Despite several protests and uprisings during the latest economic “crisis”, a qualitative social change doesn’t seem even thinkable on a larger scale. Instead, it seems as if excessive knowledge and distancing criticism had their own, subjectively relieving functions. “There is no alternative”, the frequently used slogan by political elites when it comes to discussions about the character of our living together, objectively encompasses the described trends, legitimizes the status quo and restrains any perspectives of and debates about a different tomorrow. This slogan is, in fact, a downright perversion of any kind of modern day future orientation.

This atmosphere of ABSOLUTE PRESENT, suddenly and partly disrupted by acts of fundamentalism and terrorism, is an atmosphere in which resentments and a swing to the right of the post-political mainstream come to light. Sarcasm, irony and distance on the one hand, fatalism on the other have been the answering modus operandi in liberal and leftist contexts (or, at least, appeared as desirable options). Where remnants of criticism and opposition are articulated, personal liability becomes sacrosanct. Instead of organization, solidarization, cultural or aesthetic expressions of discontent, retraction and diffuse impressions of powerlessness and passiveness prevail. ABSOLUTE appears this present not only because of its idiosyncratic indifference and timelessness, but because of the unimaginability of substantial changes within this present.
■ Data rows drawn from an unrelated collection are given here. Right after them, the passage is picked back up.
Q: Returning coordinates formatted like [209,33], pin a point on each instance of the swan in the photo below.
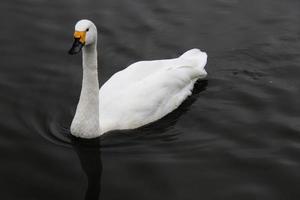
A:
[140,94]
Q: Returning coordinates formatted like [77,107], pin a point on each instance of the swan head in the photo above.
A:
[85,34]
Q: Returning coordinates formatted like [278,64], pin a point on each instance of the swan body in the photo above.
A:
[140,94]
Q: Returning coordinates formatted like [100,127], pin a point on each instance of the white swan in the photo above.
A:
[140,94]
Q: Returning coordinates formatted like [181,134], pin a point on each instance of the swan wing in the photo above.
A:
[148,90]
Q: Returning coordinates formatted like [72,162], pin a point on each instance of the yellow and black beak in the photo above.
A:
[79,41]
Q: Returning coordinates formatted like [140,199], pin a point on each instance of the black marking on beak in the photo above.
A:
[76,47]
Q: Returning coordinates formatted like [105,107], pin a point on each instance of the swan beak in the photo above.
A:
[79,41]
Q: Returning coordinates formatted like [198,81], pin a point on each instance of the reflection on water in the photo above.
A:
[238,134]
[89,153]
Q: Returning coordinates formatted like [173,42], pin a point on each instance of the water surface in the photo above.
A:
[236,137]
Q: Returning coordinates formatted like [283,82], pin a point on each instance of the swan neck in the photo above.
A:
[86,120]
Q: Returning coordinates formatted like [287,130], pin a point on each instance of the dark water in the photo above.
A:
[236,137]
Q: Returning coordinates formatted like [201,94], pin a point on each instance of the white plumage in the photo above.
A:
[140,94]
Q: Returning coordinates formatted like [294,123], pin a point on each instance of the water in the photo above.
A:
[236,137]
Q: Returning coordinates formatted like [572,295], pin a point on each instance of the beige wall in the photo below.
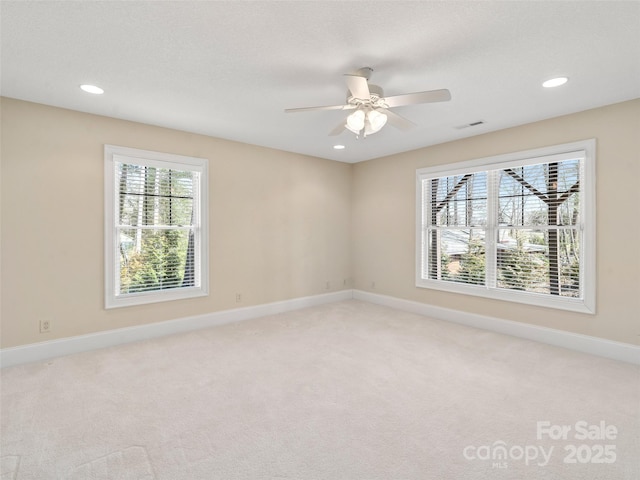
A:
[383,227]
[279,222]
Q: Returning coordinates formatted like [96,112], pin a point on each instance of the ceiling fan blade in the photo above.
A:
[358,86]
[338,130]
[418,97]
[328,107]
[396,120]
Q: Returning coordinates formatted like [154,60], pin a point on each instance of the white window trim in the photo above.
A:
[112,154]
[587,304]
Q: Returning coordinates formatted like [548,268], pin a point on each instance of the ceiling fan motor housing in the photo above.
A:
[375,100]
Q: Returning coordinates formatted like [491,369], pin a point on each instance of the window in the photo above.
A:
[517,227]
[155,227]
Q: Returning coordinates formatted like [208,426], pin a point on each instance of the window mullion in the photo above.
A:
[491,233]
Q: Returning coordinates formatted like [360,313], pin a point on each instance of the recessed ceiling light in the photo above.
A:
[555,82]
[92,89]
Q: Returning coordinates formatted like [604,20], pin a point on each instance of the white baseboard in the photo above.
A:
[82,343]
[623,352]
[65,346]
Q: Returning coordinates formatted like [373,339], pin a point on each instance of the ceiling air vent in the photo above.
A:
[472,124]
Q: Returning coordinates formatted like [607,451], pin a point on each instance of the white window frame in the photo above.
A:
[587,150]
[114,154]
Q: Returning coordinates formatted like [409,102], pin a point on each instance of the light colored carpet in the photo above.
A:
[345,391]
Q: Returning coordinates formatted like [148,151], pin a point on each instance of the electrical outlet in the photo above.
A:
[45,326]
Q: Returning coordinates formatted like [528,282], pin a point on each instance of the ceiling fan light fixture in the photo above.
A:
[376,120]
[355,121]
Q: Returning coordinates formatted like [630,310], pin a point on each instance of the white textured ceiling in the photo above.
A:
[229,69]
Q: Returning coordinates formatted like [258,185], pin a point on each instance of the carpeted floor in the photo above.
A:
[345,391]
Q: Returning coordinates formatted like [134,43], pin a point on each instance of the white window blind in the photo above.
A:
[155,227]
[518,227]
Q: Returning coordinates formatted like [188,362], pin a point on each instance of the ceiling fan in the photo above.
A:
[372,107]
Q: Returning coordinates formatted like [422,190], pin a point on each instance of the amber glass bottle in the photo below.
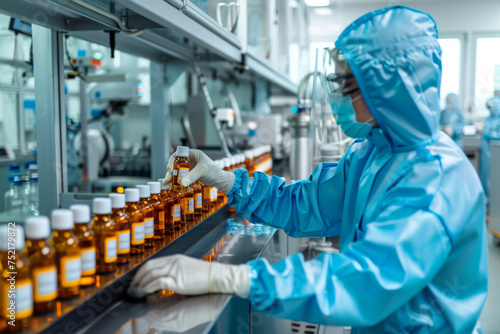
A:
[136,219]
[42,264]
[104,230]
[122,227]
[19,289]
[198,201]
[188,205]
[181,168]
[168,202]
[86,239]
[68,258]
[149,215]
[159,210]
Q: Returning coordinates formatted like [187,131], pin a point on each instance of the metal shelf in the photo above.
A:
[195,26]
[174,28]
[263,68]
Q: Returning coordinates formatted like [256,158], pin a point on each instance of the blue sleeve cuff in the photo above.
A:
[239,174]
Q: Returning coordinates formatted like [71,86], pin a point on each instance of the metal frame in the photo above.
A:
[473,48]
[48,50]
[160,118]
[262,68]
[167,15]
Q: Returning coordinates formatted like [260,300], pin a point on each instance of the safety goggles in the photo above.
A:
[344,84]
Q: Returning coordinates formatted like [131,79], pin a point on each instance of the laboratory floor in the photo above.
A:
[490,320]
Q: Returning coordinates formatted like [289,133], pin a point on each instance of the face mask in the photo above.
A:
[346,117]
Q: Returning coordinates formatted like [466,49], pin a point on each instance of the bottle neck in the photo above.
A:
[38,243]
[132,205]
[82,226]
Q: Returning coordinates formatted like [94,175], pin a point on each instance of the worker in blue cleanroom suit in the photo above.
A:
[408,206]
[452,119]
[491,131]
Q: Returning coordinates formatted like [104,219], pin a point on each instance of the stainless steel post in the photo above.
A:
[300,157]
[48,51]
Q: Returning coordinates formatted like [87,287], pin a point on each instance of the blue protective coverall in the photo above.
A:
[453,116]
[491,131]
[408,206]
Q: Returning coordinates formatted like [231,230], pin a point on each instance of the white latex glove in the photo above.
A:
[185,275]
[175,314]
[202,169]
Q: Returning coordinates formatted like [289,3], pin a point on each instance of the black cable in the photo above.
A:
[68,56]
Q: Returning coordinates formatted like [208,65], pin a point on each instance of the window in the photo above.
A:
[451,57]
[487,72]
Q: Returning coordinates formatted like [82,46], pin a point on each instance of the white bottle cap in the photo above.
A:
[5,229]
[62,219]
[117,200]
[101,206]
[182,151]
[154,187]
[144,191]
[248,154]
[37,227]
[132,195]
[162,186]
[81,213]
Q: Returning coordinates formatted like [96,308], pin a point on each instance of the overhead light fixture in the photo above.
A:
[317,3]
[323,11]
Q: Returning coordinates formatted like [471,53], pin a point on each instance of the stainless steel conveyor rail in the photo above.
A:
[166,312]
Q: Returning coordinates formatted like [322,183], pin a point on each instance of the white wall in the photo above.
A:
[465,19]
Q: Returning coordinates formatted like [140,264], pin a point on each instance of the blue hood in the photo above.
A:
[495,106]
[396,60]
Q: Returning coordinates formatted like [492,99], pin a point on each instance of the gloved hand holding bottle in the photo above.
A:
[203,169]
[188,276]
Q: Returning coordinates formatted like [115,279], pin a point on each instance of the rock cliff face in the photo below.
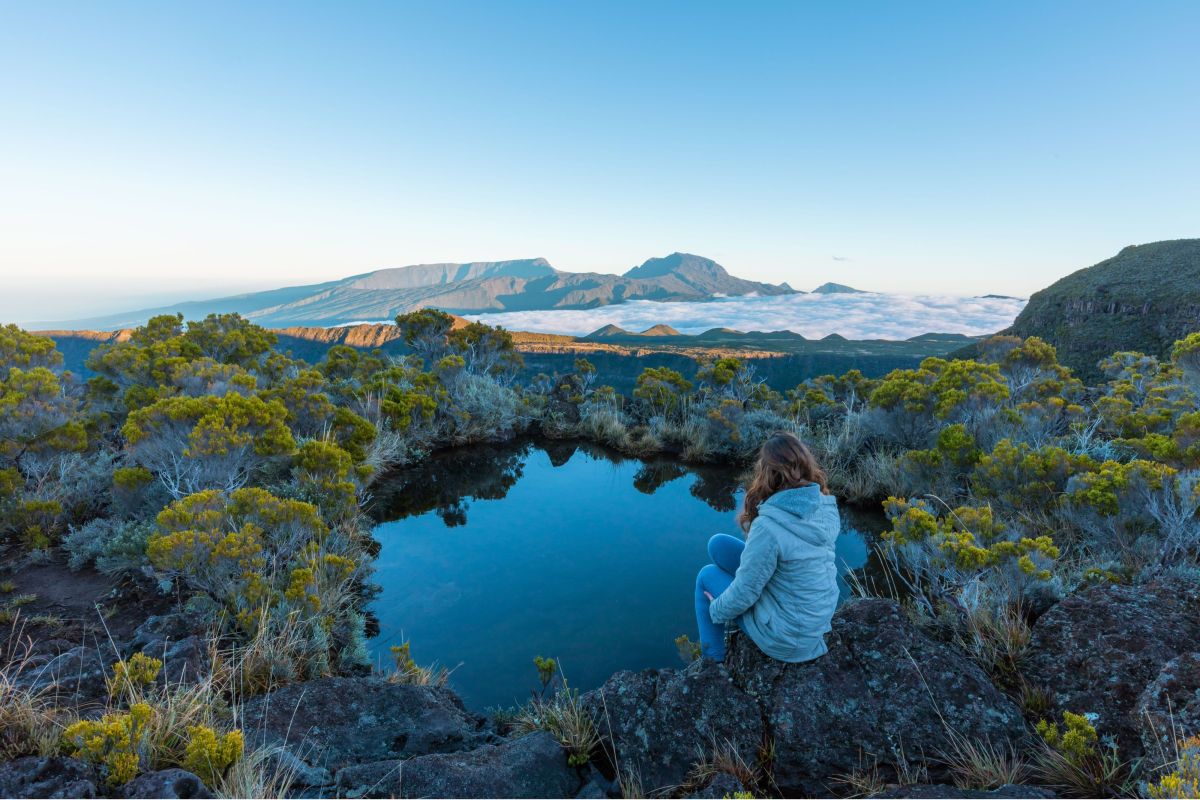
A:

This turns out to be problematic for emancipatory policies and politics as well. Political creative drive focuses, let alone resentment, hate and violent catharsis, on the immediate private sphere or the own peer group(s). Homogenous social formation is mistaken for political practice.  Lifestyle choices (fair, ecological, local) tend to be the remains of what once was referred to as social context, as object for radical criticism. „Policies of the private“ and the negotiation of – partly bizarre – ethical and social codices successfully replaced forms of collective, political concepts aiming at the big picture.

All these are aspects of what we’re trying to embrace using the term ABSOLUTE PRESENT, introducing a sketch of parallel developments and trends interconnected and dependent on each other. Nevertheless, reflexion of our own perceptions – and their potential stabilizing function – remains critical. Maybe perceiving complexity and interconnectedness of global capitalism as topics worthwhile moaning about and simultaneously perceiving future as „project“ is a part of the problem itself?

Organizing pessimism (Benjamin) in a modern day context would mean to reveal and to politicize the pathologies of our time such as exhaustion, powerlessness, and depression, as well as substitutability and replaceability. That is, to politicize and thus to emphasize our impotency and potency, our joy, sorrow, our shortcoming and our desires apart from mere private spheres. Furthermore, it would mean to regain and strengthen our perception of past and future – in order to come to terms with the present.